Arguably, serving a year as SU President wouldn’t quite be complete without a scandal or two. For Alan Hayes, this came along on February 15th of 2019, when he was impersonated on live radio during Cork 96fm’s Opinion Line show. The show, hosted by 96fm’s PJ Coogan, was discussing the behaviour of UCC students across the city during 2019’s RAG week. Hayes’ impersonator chatted with Coogan for a good five minutes, making controversial claims and aggressively defending the antisocial behaviour being reported against some UCC students throughout the week. Recalling the morning that the impersonation took place, Alan still seems to be somewhat in disbelief about the whole ordeal. “That was just madness to be honest. I was very busy that morning and my phone started buzzing with messages from my friends, saying ‘Alan, you’re on the radio, but it’s not you’. I immediately rang the station and cleared it all up, as I was concerned about some of the things he said. The weirdest thing is he actually tried to represent [UCC] students, but he did say a lot of things that I wouldn’t say”. Alan went on air shortly after to clarify everything, and later published a tweet with the hashtag ‘#FakePresident’, in an effort to further clear his name. “96fm were fine to deal with, but they left the podcast up on their website for three days [after the impersonation], which didn’t sit well with me. However, they took it down as soon as I informed them”. It was an unprecedented SU fiasco, with the bright side for Alan perhaps being that it arose through no fault of his own. “The bottom line is it shouldn’t have happened. It shouldn’t be easy for someone to ring up and pretend to be someone else. [96fm] gave him an opportunity to say anything that he wanted, while representing someone else”.

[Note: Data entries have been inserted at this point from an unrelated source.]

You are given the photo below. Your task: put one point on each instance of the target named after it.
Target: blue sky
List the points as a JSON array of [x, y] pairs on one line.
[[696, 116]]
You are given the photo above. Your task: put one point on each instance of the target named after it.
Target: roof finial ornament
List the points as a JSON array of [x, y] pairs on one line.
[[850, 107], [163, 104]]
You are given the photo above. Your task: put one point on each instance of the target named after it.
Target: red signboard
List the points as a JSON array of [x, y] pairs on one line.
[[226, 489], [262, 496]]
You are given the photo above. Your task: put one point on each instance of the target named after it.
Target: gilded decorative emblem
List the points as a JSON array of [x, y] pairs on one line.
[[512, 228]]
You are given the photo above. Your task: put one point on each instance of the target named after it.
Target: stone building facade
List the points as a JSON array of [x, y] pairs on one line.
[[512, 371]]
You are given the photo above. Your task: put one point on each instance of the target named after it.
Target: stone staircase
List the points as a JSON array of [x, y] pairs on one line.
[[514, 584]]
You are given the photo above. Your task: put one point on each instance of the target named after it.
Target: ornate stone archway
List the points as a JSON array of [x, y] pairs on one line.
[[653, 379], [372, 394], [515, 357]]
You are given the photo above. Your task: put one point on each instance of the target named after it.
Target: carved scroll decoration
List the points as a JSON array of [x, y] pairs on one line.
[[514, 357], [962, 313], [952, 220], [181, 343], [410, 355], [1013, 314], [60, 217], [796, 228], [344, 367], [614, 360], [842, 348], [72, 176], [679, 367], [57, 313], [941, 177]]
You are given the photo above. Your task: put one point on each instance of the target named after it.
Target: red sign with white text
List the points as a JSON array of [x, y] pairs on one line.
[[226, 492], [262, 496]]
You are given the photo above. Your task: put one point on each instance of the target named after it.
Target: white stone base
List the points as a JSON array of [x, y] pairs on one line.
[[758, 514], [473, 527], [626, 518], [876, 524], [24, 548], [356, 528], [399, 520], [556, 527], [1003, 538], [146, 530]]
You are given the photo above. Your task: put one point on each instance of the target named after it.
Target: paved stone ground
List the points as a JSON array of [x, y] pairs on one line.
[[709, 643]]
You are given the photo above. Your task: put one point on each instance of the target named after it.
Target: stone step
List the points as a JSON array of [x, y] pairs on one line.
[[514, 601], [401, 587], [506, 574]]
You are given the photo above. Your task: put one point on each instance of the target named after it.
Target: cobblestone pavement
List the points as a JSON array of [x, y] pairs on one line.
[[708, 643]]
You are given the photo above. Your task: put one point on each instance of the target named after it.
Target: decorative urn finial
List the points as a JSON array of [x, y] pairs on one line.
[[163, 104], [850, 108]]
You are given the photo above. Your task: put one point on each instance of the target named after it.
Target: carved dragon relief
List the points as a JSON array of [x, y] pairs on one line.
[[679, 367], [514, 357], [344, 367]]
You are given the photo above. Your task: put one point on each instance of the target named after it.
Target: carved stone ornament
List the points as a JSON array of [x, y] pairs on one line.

With the accomplishments far outweighing the scandals, it’s only fair to say that Alan Hayes has had nothing short of a fantastic year in his time as UCCSU President. Leaving his time in the SU behind and looking to the future, Alan – like any sensible man – is as of yet uncertain about what is waiting for him down the line. “I’m not really sure where I’m going to be this time next year, but I am excited to see what comes next for me. I’m incredibly privileged to have served a year as SU president and I’m looking forward to using all the priceless experience that I’ve gained this year”. Alan’s time in the SU is quickly coming to a close, but for many other UCC students in future years, the prospect of serving as SU President lies open and ready for the taking. For those looking to follow in the footsteps that he has paved over the course of the past year, Alan offers the following sentiment of guidance: “If you can recognise the gaps in the student experience, and you feel that you can change things, then I would highly recommend running for the SU”.